Uniosła dłoń wyżej, wskazując na pierścień, który odblokowała przed chwilą. Drugą dłonią, którą trzymała kielich, przycisnęła z całej siły, czując jak malutkie ostrze rani jej skórę.
— Nie! — wrzasnął, łapiąc Reginę i kielich, z którego ciecz ochlapała go.
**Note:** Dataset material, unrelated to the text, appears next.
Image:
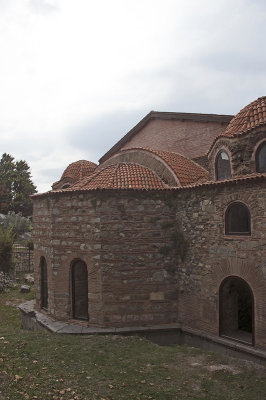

Zaczął kląć, gdy jego złość sięgnęła zenitu. Na domiar złego ujrzał przed sobą Edith, która pojawiła się znienacka.
⚔️⚔️⚔️
Jego czarna peleryna zatrzepotała na wietrze niczym skrzydła, a światło z którego się wyłonił, zaświeciło jasnym blaskiem. Postawił pewnie krok do przodu i zaczął rozglądać się po starej stodole. Kopy siana wylewały się z balkoników, a beczułki stały w równym rzędzie pod ścianą. Nie to jednak zainteresowało go. Wpatrywał się w to, co znajdowało się na zewnątrz. Słońce świeciło wysoko na niebie, nie raniąc swoją jasnością oczu. Niebo było czyste, choć poszczególne chmurki przysłaniały je. Mężczyzna stęsknił się za tym widokiem. W jego krainie niebo ciągle pokryte było szkarłatem, a w powietrzu unosiły się drobiny popiołu. Ciężko było oddychać na podwórzach i polach, a ogień trawił dużą część przyrody.
Ruszył przed siebie, a jego miecz wypełniony szlachetnymi kamieniami zazgrzytał pod peleryną. Wiedział gdzie iść, choć widok ciągle go rozpraszał. Zatrzymał się w półkroku, rozglądając się nie boki. Musiał obrać inny kierunek, bo droga, którą podążał, prowadziła wprost do centrum miasta. Przywołał we wspomnieniach mapę i ruszył na lewo. Dość wysoka trawa nie przeszkadzała mu, a jedynie uginała się pod ciężarem jego okrycia.
Doszedł do celu, gdy zauważył wielką rezydencję. Doskonale ją pamiętał, a wręcz ucieszył się, widząc ją. Pewnie wszedł do środka i ściągnął kaptur. Jego ciemne włosy opadły mu na czoło, więc odgarnął je do tyłu i bez wahania udał się na pierwsze piętro. Podszedł do ostatnich drzwi i otworzył je. Wyczuł bariery ochronne, ale przechodząc przez nie, sprawił, że pękły niczym bańka mydlana. Omiótł spojrzeniem pokój, a swój wzrok zatrzymał na śpiącej Reginie. Uśmiech rozpromienił mu twarz, a coś ścisnęło go za serce. Podszedł bliżej i usiał na skraju łóżka. Przyglądał się kobiecie, która miała wymalowany spokój na twarzy. Nachylił się i złożył pocałunek na jej czole. Smuga światła rozeszła się po pokoju.
Regina otworzyła oczy, a przed sobą zobaczyła nieznajomego mężczyznę. Podniosła się szybko, chcąc odruchowo zaatakować, ale nieznajomy złapał ją za ręce.
— Spokojnie, nazywam się Jonathan i jestem twoim synem.